Many national security experts believe that the biggest threat to US shores from foreign-born terrorists is represented by those who can get into the United States under the visa waiver program covering European and other nations.
Still, as a political device, new versions of the travel ban, which is still being challenged in various courts, allowed Trump to deliver on his campaign promises to get tough on terrorism, even if it was not the most appropriate way to combat the threat.
In a classic in his long history of volcanic tweets, the President set off a huge controversy last July by announcing that he would bar all transgender individuals from serving in the nation’s armed forces.
“Our military must be focused on decisive and overwhelming victory and cannot be burdened with the tremendous medical costs and disruption that transgender in the military would entail,” Trump wrote.
Yet his move appeared to catch the military off guard, since there was no plan in place to put the commander-in-chief’s order into action.
It also appeared to be another attempt by Trump to solve a crisis that many of those involved did not believe really existed.
On the issue of medical costs, for example, a Rand Corp. study released earlier this year debunked the idea that transgender troops represented a huge burden because of gender transition therapy.
Rand found that medical costs for transgender personnel would be between $2.4 million and $8.4 million a year – less than a quarter of 1 percent of the value of all health care costs for people on active duty.
This week, the largest association of doctors in the US took aim at Trump’s other claim: that transgender troops could harm the morale and effectiveness of US armed forces.

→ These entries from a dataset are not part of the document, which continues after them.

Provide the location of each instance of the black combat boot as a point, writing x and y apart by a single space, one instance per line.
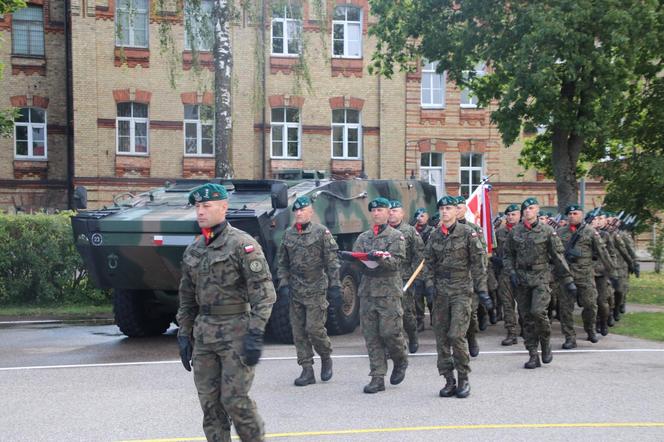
463 390
509 340
533 362
377 384
450 386
570 343
326 368
307 377
547 355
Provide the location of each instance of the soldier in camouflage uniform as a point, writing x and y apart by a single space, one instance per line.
530 247
308 270
455 273
226 296
581 243
505 293
424 229
414 251
381 314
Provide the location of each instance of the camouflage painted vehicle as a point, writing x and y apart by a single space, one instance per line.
135 247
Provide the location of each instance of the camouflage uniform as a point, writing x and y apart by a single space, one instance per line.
380 291
308 265
455 266
580 262
226 290
414 255
527 254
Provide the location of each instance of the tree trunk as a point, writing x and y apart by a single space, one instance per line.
223 68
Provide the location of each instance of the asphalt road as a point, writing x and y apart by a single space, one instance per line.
64 382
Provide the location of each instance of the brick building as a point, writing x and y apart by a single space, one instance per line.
131 130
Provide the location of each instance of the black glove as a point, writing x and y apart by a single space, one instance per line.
334 295
486 300
253 347
186 349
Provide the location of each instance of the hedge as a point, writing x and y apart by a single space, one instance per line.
39 264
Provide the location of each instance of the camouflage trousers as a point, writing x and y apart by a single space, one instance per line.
308 325
532 302
381 319
223 382
587 296
507 300
451 316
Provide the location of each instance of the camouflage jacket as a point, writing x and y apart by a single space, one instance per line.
385 280
457 258
587 247
530 253
307 261
230 271
414 249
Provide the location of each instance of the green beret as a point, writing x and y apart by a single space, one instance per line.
447 201
571 207
529 202
379 202
208 192
301 203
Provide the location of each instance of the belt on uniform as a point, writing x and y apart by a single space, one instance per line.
223 310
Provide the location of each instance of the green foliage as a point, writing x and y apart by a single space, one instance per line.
39 264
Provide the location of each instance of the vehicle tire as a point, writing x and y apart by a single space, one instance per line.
279 327
344 318
135 316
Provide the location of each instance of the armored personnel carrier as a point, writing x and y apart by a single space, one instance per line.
135 246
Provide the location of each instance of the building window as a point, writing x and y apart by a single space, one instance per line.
347 32
286 30
132 128
285 133
431 171
131 23
198 130
198 26
471 172
28 31
346 134
433 86
468 99
30 133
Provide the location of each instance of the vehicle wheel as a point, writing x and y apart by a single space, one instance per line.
135 315
279 326
342 319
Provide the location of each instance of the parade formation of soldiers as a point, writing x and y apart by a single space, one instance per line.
540 267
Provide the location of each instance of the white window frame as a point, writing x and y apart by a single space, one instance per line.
131 32
284 140
287 22
428 75
470 169
30 125
345 125
199 135
132 132
346 24
425 172
468 100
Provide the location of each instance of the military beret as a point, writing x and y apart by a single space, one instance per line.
529 202
379 202
447 201
301 203
572 207
208 192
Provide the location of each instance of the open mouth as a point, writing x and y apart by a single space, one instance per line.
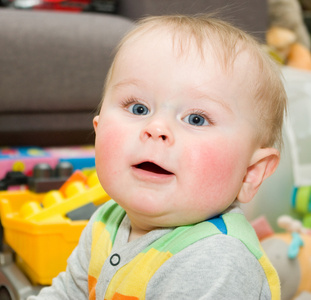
153 168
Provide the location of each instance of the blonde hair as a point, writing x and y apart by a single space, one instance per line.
226 42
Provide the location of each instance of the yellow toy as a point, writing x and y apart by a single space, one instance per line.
37 229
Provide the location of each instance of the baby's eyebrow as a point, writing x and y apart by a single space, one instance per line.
198 94
129 82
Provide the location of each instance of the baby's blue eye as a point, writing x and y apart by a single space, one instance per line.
196 120
138 109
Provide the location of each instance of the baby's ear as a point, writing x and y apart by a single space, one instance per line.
263 164
95 122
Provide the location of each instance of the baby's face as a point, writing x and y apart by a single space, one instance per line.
175 135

“We believe there is no medically valid reason – including a diagnosis of gender dysphoria – to exclude transgender individuals from military service,” the American Medical Association wrote in a letter to Defense Secretary James Mattis dated Tuesday.
As with other fronts in Trump’s war on nonexistent crises, there is also a political explanation.
In March, the administration formalized the President’s decision barring people with a “history or diagnosis of gender dysphoria” from serving in the military except in limited circumstances.
The policy, popular with evangelical groups vital to the President’s electoral coalition, happened to come out at a moment when Trump was under extreme political and legal pressure over lawsuits brought by women who claimed they had had affairs or had been sexually harassed by him.